Fred Wilson

Berkeley Art Museum

As the affable ambassador of serious institutional critique, Fred Wilson has been warmly invited into fortresses of culture since the early ’90s to take on the task of exposing the racially and ideologically biased foundations of museum archiving and display. He performs a public service that, more often than not, functions perfectly as provocative contemporary art. This summer, he will represent the United States at the Venice Biennale, and one has to think that his even-keeled, politically progressive stance will come in handy.

Wilson’s practice of digging through and reconfiguring all manner of museum collections, turning standard display protocol on itself to expose the apparatus of centuries of Western ideology and oppression, is by now a signature style. This compact career survey, which brought together objects and re-created aspects of the site-specific installations Wilson has created around the country over the past twelve years, was, as such, a bit of an oddity. This artist’s tactics are rooted in sly subversion and surprise: Does retrospective treatment drain his practice of its power?

The exhibition, while engaging, faltered slightly when addressing that question. Wilson’s concerns are fundamentally conceptual: He applies an artist’s filter to the act of reorganizing historic objects in a very specific context, suggesting that in the process they take on new meaning. For example, Cabinet Making, 1992, originally part of the 1992 exhibition “Mining the Museum” at the Maryland Historical Society in Baltimore, is made up of four nineteenth-century chairs positioned faceto-face with a whipping post. That the torture device was locked in the Society’s storage room and that Wilson unearthed and installed it in the exhibition hall next to the comelier, less condemnable woodwork, is the salient point. Reinstalled in Northern California, however, it lost a bit of its power to an extra layer of museification: The objects, shipped from Maryland, seemed like butterflies in a case, presented as they were within Berkeley’s concrete modernist architecture. And the graphic-design-challenged wall didactics didn’t provide the note of “stately historic home” that really would have made the installation pop.

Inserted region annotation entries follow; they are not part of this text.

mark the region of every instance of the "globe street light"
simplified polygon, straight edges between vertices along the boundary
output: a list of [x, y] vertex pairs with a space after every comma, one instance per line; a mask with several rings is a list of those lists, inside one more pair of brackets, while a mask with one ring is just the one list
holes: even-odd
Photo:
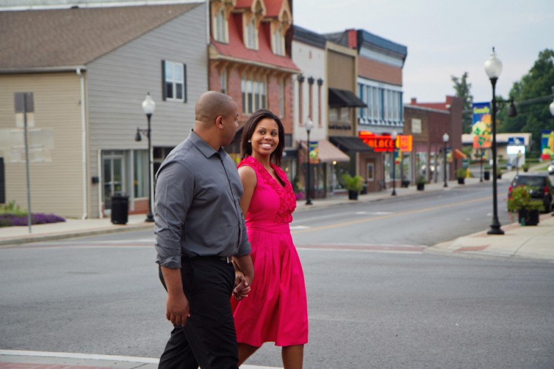
[[395, 170], [396, 163], [394, 154], [396, 154], [396, 137], [397, 136], [398, 134], [396, 131], [393, 131], [393, 133], [391, 134], [391, 138], [393, 140], [393, 193], [391, 194], [391, 196], [396, 196], [396, 171]]
[[447, 172], [447, 170], [446, 170], [446, 149], [447, 149], [447, 144], [448, 143], [448, 139], [450, 137], [448, 136], [448, 134], [447, 132], [445, 132], [445, 134], [443, 135], [443, 142], [445, 143], [445, 165], [443, 165], [445, 167], [444, 168], [444, 170], [445, 170], [445, 186], [443, 186], [443, 187], [448, 187], [448, 182], [447, 182], [447, 180], [446, 180], [446, 172]]
[[306, 177], [306, 205], [312, 205], [312, 199], [310, 196], [310, 131], [314, 127], [314, 122], [308, 118], [307, 122], [305, 123], [304, 126], [306, 127], [306, 133], [307, 134], [307, 145], [306, 146], [306, 158], [307, 158], [307, 176]]
[[490, 57], [485, 62], [485, 71], [487, 73], [490, 84], [492, 86], [492, 111], [491, 118], [492, 121], [492, 224], [490, 229], [487, 231], [489, 235], [503, 235], [504, 231], [500, 227], [498, 220], [498, 204], [497, 199], [497, 96], [496, 86], [498, 78], [502, 73], [502, 62], [497, 57], [494, 48]]
[[154, 215], [152, 213], [152, 146], [150, 143], [150, 118], [156, 109], [156, 102], [152, 99], [150, 93], [146, 93], [146, 98], [143, 101], [143, 111], [146, 114], [146, 120], [148, 122], [148, 127], [146, 129], [141, 129], [136, 127], [136, 135], [134, 136], [136, 141], [141, 141], [141, 134], [146, 136], [148, 139], [148, 214], [146, 215], [145, 222], [154, 222]]

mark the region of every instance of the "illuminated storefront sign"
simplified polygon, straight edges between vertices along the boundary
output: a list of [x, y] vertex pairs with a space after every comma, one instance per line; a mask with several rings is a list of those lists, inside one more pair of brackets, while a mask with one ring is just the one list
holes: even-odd
[[362, 131], [359, 132], [359, 138], [375, 152], [392, 152], [395, 146], [401, 152], [411, 152], [412, 150], [412, 136], [409, 134], [397, 136], [395, 145], [389, 135], [377, 136]]

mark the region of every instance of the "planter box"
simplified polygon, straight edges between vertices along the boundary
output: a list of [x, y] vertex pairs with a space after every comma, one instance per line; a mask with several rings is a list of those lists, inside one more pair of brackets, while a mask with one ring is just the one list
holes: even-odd
[[518, 220], [522, 226], [537, 226], [539, 224], [539, 210], [521, 209], [517, 212]]

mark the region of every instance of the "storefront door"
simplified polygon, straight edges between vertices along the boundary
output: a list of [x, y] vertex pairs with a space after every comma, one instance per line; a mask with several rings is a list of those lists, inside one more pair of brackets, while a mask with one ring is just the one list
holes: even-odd
[[111, 196], [125, 188], [125, 165], [121, 151], [108, 151], [102, 155], [102, 178], [104, 190], [102, 201], [104, 213], [109, 215], [111, 209]]

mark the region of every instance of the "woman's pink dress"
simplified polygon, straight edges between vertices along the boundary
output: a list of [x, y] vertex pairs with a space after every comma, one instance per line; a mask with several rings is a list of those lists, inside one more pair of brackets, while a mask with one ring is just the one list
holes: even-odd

More traditional sculptural works fare better—but then, they haven’t always been Wilson’s forte. Guarded View, 1991—in which the artist fitted a group of dark-skinned mannequins with guard uniforms from New York’s major museums—maintained its power as a streamlined comment on race and representation. But there were more mammy and pappy figurine sculptures from the 1995 “Collectibles” series included in the show than seemed absolutely necessary.

A subtle evocation of ethnic imaging is found in H RR R and H PE, 1999, black-and-white archival photographs of Jews in World War II concentration camps that have been matted so that only shadows and patterns are visible. It’s an oblique approach to the casualties of war, which Wilson touched on again in a work involving the holdings of the on-campus Phoebe A. Hearst Museum of Anthropology. Aftermath, 2003, was an elegant, gallery-size installation meant to suggest an in-process archaeological dig in which ancient and modern objects—from a broken Mesopotamian tablet to a cell phone—were marked with dates referring to unnamed wars. As usual, Wilson addressed his topic via modes of display, contrasting religious figures on pedestals with a low platform where an Afghani doll, Peruvian pottery, and a pair of shoes from Bosnia, among other items, were carefully arranged. These objects are witnesses to and survivors of violent epochs, more about life during wartime than about death. In fact, the gentle obliqueness of the piece suggests that Wilson, like the rest of us, may be feeling a bit overwhelmed. On that note, we wish him all the best for Venice.